I can recall watching the VERY first moments of MTV on August 1st of 1981. About 4 of us gathered at my aunts house (she had cable) and remained glued to the TV for the next several days, only taking breaks to sleep and eat and take care of normal hygiene issues or to smoke an occasional joint or get drunk. Since it was my last summer before college, I took a break from it before I went insane. After I got to school and got settled in, we had cable in our dorm, and just about everyone in my freshman dorm would sit around and stare at MTV all the time. After a while a bunch of guys noticed several things. 1) They repeated a ton of stuff. 2) David Byrne was one weird motherfucker, but we liked his music; and we realized that NOTHING was going to be the "same as it ever was" ever again. 3) We all would have sold our souls to bang either Martha Quinn or Nina Blackwood or both. And 4) MTV LOVED to play the heck out of "Fantasy" by Aldo Nova, or ANYTHING that "Loverboy" had released.
There were guys (I was NOT one of them...I had other issues) who started going around wearing the headband even. It was pathetic and scary. And I have to admit, they were okay. Again, it was during that corporate-rock period of the music industry, and they already were starting to overplay that damn "Turn Me Loose" from their first album, so the second one was a welcome change. I never owned any of their records, but thought they were okay. That is until the following spring when I came home for spring break and walked in one day while my mom was jamming out to 'Working for the Weekend" while she was running the vacuum cleaner.

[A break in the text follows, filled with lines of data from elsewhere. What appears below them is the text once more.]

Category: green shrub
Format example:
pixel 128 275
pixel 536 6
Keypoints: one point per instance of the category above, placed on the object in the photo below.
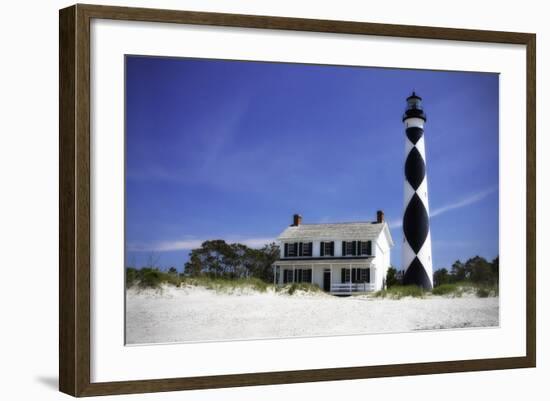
pixel 131 276
pixel 483 292
pixel 448 289
pixel 400 291
pixel 151 278
pixel 220 284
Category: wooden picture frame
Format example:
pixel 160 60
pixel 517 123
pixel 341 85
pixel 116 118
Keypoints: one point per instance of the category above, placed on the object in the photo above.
pixel 74 200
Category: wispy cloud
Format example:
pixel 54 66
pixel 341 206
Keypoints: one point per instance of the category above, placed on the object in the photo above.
pixel 188 244
pixel 474 198
pixel 469 200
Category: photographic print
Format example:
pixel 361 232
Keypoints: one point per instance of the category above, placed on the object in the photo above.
pixel 272 200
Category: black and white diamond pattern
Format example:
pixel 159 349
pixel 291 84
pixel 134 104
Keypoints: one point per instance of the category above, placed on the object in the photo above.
pixel 417 244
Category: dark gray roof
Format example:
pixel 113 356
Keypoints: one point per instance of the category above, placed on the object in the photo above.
pixel 328 231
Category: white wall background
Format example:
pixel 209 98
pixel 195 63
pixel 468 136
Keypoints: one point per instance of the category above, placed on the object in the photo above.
pixel 29 185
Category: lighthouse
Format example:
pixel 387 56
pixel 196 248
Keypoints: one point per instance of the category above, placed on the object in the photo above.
pixel 417 244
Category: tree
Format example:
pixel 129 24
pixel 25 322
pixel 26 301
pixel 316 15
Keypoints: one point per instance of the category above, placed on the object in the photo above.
pixel 458 272
pixel 479 270
pixel 219 259
pixel 441 276
pixel 391 277
pixel 495 269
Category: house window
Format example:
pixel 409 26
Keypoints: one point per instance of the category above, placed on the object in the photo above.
pixel 291 249
pixel 345 276
pixel 302 276
pixel 288 276
pixel 327 248
pixel 350 248
pixel 365 248
pixel 297 276
pixel 294 249
pixel 356 275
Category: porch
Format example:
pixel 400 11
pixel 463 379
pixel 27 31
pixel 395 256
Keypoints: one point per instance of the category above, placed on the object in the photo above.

Remember, my mom sang for the NY Met. She used to take me to rock, jazz, and blues concerts all the time when I was a kid. We used to sit together and listen to Pink Floyd records on rainy days. She turned my onto the Beatles when I was three.
She used to help out at this summer music clinic in upstate NY at this really cool camp. I still have a picture of me at like 5 sitting at a picnic table on the lap of Joan Baez and she's helping me stick toothpicks into some clay thing I was making, and my mom and Shirley Owens are sitting there looking on. My mom was musical cool man.
But when I saw her jamming to Loverboy while cleaning the house, I never got into them ever again.
Of course, now I'd only listen to Loverboy for the rest of my life if I could have her back for just five minutes.